OmmProvider.submit seems dead locked on > 2000 RICs

Jianping
Jianping Newcomer
edited August 20 in EMA

The server in question registers 2000 RICs, and updates all of them at interval of 0.5s. The 2000 RefreshMsg on registration and 4000 UpdateMsg/s are queued, and OmmProvider.submit-ed in a single thread. It all works fine.

However, when the RIC size is raised to 5000, it gets hanged. The thread dump looks like this:

image.png

Any help would be greatly appreciated.

Jianping

Best Answer

  • Gurpreet
    Gurpreet admin
    Answer ✓

    Hello Jianping,

    This seems to be a case of resource crunch - most likely network. I can recommend these things to try to identify and remedy the problem:

    1. Try using the infrastructure tool like TestClient to subscribe to your list of instruments. You can specify the snapshot option in the command line.
    2. Enable OMM logging in the SDK
    3. Try to pace out the subscriptions

    See more information on how to get the infrastructure tool and usage in this previous discussion.

Answers

  • Hello @Jianping

    I would recommend that you enable the OMM Logging for the EMA SDK and upload the log file when this deadlock happens. There might be a status message that your app might have missed. If this is connecting to your local RTMDS, then check the ADS logs for server side message as well.

    You can also try to pace out the subscriptions in a batch size of 1000 each. The batch size is physically limited by the array size in the SDK as described in this previous discussion -

  • Jirapongse
    Jirapongse ✭✭✭✭✭

    @Jianping

    Deadlock situations typically involve two threads.

    Could you please provide the full thread dump for analysis?

  • Jianping
    Jianping Newcomer

    Hi Gurpreet,

    I simplify the use case where I register 5000 Rics without updating, and would expect to receive 5000 RefreshMsg. On registering, I loop through 5000 Rics one by one via registerClient continuously.

    On the client side, I only receive 133 RefreshMsg, and the rest of (5000-133) comes with StatusMsg of Timeout, and then 5000 StatusMsg of Channel down.
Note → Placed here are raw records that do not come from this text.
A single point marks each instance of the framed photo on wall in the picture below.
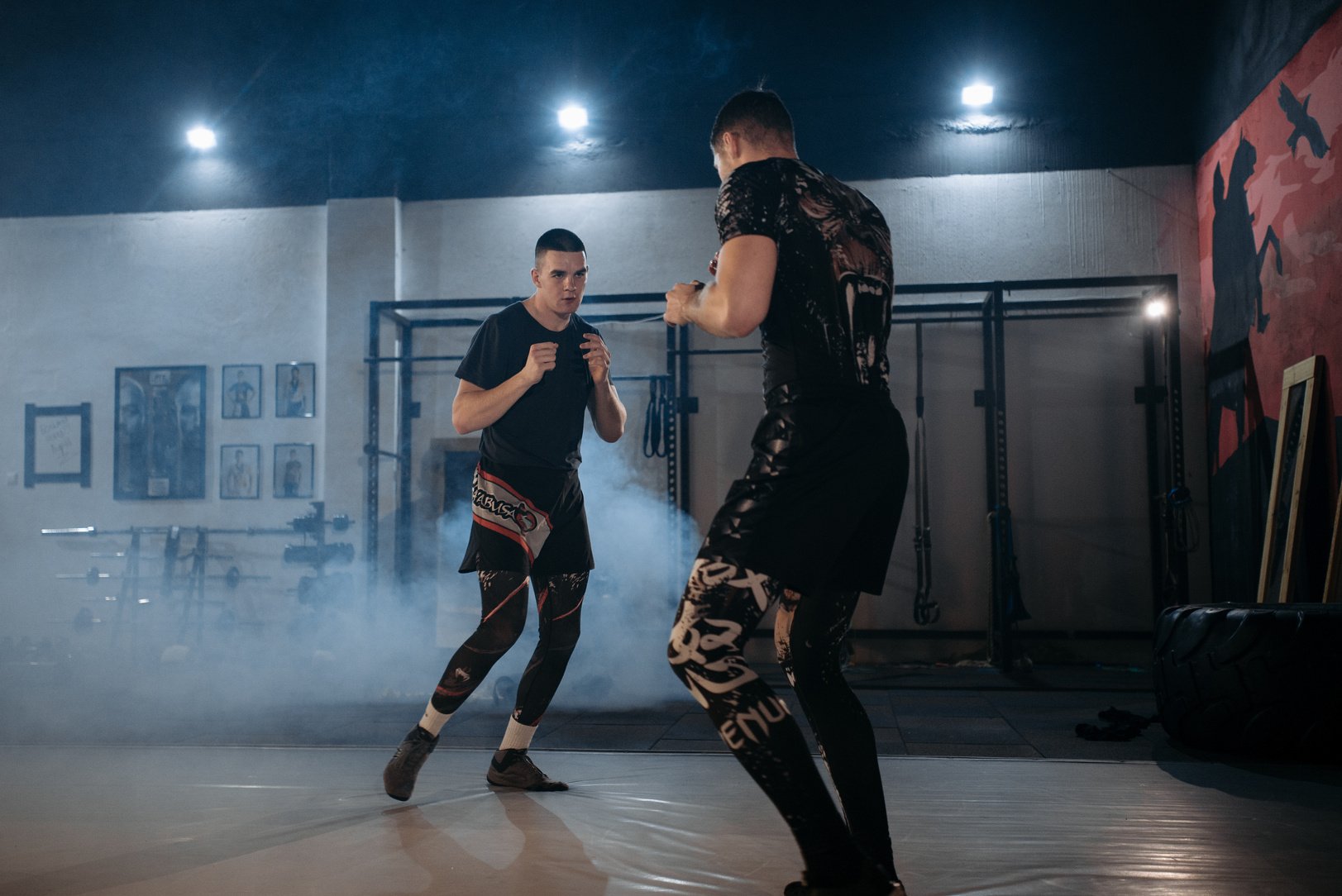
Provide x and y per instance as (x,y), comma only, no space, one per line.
(241,384)
(55,444)
(293,469)
(295,389)
(239,471)
(160,439)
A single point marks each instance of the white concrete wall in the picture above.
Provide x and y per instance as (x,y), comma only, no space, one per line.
(85,295)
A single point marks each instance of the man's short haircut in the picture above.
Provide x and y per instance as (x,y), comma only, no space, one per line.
(757,116)
(557,241)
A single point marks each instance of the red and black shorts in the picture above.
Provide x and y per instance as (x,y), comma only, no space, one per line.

    On the server side, the log records 1062 Incoming reactor message of ReqMsg, which is fewer than 5000 expected. Furthermore, out of these 1062 Incoming reactor message, OmmProviderClient only receives 133 onReqMsg, which it replies back with RefreshMsg. The number of RefreshMsg do match with that in client.

    I hope i made it clear.

    Jianping

  • Jianping
    Jianping Newcomer

    Hi Gurpreet,

    Yes, it looks a case of resource crunch. I interleave 100 Ric registering with 100 ms sleep. All together 5000 Rics are registered successfully. I also want to have a try of batch mode.

    Many thanks

    Jianping